La Fed est peut-être encore trop optimiste 18/02/2008 15:42 (Securibourse)
Dan Molinski,
DOW JONES NEWSWIRES
NEW YORK (Dow Jones)--On peut juger l'économie dangereusement proche d'une récession lorsque les perspectives de croissance jugées médiocres par le président de la Réserve fédérale sont considérées comme encore trop optimistes par les observateurs.
Dans son discours devant le Sénat jeudi, Ben Bernanke a présenté une vision maussade de l'économie. Le président de la Fed a indiqué que son scénario de base prévoit une amélioration de la situation plus tard cette année, après une croissance qualifiée de "poussive". Il a également mis en garde contre les risques baissiers sur ce scénario.
Aux yeux de la plupart des observateurs, ce discours était plutôt négatif. Les marchés boursiers se sont repliés et le dollar, qui avait progressé au cours des dernières semaines, a brutalement interrompu son ascension.
Cependant, certains économistes jugent que les perspectives de Ben Bernanke ne sont pas suffisamment sombres étant donné la situation actuelle.
"Les perspectives économiques à court terme ne sont pas aussi roses que ne le laissent supposer la croissance poussive évoquée par Ben Bernanke", estime Brian Bethune, économiste spécialiste des Etats-Unis chez Global Insight.

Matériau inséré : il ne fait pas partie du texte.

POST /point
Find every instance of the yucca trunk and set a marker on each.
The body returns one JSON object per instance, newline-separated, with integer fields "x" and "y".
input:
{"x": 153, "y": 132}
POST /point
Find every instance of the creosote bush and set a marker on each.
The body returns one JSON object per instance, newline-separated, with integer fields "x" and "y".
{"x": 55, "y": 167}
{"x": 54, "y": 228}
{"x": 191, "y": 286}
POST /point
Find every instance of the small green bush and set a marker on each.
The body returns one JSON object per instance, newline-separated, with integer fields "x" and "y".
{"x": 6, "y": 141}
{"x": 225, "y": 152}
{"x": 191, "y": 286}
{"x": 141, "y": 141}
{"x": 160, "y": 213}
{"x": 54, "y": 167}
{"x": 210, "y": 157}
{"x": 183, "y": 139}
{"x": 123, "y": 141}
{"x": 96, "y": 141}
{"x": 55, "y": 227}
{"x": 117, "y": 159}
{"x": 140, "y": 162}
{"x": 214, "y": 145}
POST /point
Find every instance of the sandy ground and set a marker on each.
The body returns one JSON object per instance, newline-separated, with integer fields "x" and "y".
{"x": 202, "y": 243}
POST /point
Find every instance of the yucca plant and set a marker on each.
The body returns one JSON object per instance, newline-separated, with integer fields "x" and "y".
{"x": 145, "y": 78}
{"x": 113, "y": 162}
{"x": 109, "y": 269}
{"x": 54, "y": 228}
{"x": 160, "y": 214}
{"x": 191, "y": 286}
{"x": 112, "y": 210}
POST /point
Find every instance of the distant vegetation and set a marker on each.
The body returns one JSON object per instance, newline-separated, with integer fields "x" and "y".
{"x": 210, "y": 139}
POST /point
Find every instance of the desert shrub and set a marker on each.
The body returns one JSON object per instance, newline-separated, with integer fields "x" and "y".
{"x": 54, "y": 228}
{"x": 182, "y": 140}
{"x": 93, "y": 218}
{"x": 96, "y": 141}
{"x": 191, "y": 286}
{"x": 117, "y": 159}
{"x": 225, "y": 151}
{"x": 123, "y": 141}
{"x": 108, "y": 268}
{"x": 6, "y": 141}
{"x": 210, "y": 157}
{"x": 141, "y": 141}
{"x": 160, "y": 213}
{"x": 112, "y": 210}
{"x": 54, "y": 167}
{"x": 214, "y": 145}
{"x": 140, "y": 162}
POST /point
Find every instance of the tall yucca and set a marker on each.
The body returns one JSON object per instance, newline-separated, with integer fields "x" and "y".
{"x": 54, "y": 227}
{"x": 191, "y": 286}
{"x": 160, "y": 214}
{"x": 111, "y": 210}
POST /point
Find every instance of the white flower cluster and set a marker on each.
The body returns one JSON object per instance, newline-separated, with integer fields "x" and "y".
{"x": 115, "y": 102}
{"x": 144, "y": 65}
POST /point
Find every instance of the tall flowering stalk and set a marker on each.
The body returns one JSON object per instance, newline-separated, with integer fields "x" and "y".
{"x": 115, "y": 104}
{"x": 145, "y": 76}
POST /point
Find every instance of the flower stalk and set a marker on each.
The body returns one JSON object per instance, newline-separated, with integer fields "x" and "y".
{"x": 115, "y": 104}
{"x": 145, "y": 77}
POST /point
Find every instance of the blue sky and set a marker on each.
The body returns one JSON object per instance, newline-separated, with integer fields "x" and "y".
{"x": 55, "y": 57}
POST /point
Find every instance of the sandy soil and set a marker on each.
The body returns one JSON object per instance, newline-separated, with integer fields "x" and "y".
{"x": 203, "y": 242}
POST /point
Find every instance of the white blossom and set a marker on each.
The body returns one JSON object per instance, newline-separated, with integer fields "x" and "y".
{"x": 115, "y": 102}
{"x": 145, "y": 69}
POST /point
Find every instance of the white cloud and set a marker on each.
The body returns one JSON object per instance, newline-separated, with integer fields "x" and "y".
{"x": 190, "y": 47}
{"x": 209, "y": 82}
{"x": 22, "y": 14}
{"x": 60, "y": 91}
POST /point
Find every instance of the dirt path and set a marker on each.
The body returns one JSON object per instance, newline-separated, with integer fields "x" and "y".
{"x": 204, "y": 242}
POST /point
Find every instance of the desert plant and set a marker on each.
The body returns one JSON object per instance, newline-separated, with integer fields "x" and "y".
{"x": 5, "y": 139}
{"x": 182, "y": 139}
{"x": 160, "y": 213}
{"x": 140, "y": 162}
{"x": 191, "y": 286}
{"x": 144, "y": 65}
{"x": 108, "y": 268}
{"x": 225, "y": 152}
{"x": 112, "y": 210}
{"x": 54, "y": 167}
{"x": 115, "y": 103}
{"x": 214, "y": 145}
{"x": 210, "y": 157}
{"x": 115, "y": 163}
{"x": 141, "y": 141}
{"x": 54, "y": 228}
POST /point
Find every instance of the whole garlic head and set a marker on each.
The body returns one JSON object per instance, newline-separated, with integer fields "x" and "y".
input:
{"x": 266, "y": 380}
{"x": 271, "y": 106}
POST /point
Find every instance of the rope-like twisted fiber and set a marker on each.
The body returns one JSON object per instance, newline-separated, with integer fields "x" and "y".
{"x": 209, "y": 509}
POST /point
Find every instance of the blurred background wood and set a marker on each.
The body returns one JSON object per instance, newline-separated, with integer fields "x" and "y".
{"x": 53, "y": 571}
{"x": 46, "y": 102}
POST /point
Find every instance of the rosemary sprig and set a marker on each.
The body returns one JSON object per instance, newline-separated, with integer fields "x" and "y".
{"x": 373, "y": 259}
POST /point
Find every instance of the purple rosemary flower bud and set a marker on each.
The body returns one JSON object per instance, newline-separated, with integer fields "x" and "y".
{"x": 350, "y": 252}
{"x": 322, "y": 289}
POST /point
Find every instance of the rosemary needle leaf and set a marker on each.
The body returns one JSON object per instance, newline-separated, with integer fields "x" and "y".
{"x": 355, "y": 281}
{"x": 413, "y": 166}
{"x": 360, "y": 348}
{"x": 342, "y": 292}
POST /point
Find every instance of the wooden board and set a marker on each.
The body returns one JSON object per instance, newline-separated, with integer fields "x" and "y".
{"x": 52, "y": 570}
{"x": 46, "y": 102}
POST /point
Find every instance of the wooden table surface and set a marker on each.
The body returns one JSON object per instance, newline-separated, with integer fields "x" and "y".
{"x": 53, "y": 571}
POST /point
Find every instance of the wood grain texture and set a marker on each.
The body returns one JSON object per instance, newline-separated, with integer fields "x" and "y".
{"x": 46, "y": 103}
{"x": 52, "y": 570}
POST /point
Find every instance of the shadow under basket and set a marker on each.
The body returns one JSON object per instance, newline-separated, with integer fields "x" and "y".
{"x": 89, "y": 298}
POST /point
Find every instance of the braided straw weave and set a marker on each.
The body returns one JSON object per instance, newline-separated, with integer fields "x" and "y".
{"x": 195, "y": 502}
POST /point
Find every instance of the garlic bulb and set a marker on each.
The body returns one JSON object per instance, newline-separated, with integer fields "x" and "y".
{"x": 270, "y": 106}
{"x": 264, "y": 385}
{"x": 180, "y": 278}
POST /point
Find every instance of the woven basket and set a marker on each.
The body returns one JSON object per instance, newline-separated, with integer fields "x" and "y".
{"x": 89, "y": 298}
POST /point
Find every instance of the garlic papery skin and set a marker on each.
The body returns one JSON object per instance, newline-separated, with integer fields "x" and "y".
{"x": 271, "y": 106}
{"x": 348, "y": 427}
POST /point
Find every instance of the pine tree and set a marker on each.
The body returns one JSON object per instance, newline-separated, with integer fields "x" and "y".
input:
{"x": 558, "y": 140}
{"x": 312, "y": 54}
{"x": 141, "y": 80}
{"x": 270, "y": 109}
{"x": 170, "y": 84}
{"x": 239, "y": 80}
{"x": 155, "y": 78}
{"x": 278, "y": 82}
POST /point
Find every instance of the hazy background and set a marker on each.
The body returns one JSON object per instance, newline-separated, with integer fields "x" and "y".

Certes, Ben Bernanke a précisé qu'il existait des risques que le marché immobilier ou le marché de l'emploi se détériorent davantage que prévu. A ce stade, il serait peut être temps de parler de scénario de base plutôt que de risques.
Le problème est que cela équivaudrait à reconnaître tacitement la probabilité de taux de croissance négatifs et donc à admettre que les Etats-Unis vont entrer en récession.
Une récession correspond à deux trimestres consécutifs de taux de croissance négatifs. Ni Ben Bernanke, ni aucun autre officiel n'a pour l'heure mentionné une récession dans son scénario de base.
Le président de la Réserve fédérale de Philadelphie Charles Plosser l'a presque fait en déclarant aux journalistes la semaine dernière qu'"il était vrai que les chances d'une entrée en récession avait augmenté."
Le banquier central a indiqué comme risques majeurs des pressions continues sur le système financier et la crise de l'immobilier, mais a ajouté qu'il estimait, pour le moment, que l'économie allait surmonter ces problèmes.
De son côté, Alan Greenspan, l'ancien président de la Fed a déclaré jeudi: "Nous sommes clairement au bord" d'une récession, évaluant sa probabilité à 50% ou plus.
On ne peut pas reprocher aux banquiers centraux d'éviter de dire qu'une récession est probable avant d'en être quasiment certains.
L'une des principales missions de la Fed consiste en effet à éviter une volatilité extrême des marchés financiers. Etant donné le repli des marchés aux commentaires de Ben Bernanke sur la croissance, on peut imaginer leur réaction s'il avait évoqué une récession.
En outre, aucun membre de la Fed ne veut qu'on se souvienne de lui comme de celui qui a prédit une récession, si elle n'a finalement pas lieu.
Jeudi, les statistiques ont indiqué que le déficit commercial américain s'est plus contracté que prévu en décembre, malgré la montée des prix du pétrole à des plus-hauts.
Drew Matus, économiste chez Lehman Brothers, estime que ce chiffre devrait contribuer à une révision en baisse de la croissance au quatrième trimestre.
L'économie américaine a déjà freiné l'automne dernier, avec une croissance de 0,6% seulement, selon les chiffres préliminaires. Une révision en baisse de la croissance au quatrième trimestre pourrait donc être déterminante et donner le signal d'une entrée en récession.
Les chiffres du déficit commercial indiquent également que, comme espéré, le dollar faible semble aider l'économie américaine en soutenant les exportations.
Les exportations américaines ont progressé de 1,5% à 144,32 milliards de dollars en décembre, contre 142,15 milliards de dollars en novembre, tandis que les importations se sont repliées.
Ian Shepherdson, économiste en chef pour les Etats-Unis chez High Frequency Economics, note que seules les exportations évitent une entrée en récession.
Par ailleurs, la Fed et le gouvernement américain ont engagé des efforts pour stimuler l'économie. La banque centrale est prête à poursuivre son assouplissement monétaire, tandis que le plan de relance du gouvernement devrait donner un coup de pouce à la croissance.
La consommation des ménages est considéré comme l'élément clé dans la lutte contre la récession, mais les derniers chiffres de l'enquête de confiance des ménages de l'Université du Michigan sont maussades.
L'indice a reculé à 69,6 en février, contre 78,4 en janvier.
"Cela représente un plus-bas depuis janvier 1992 et si cela devait durer, cela correspondrait à une stagnation totale de la consommation des ménages", commente Ian Shepherdson.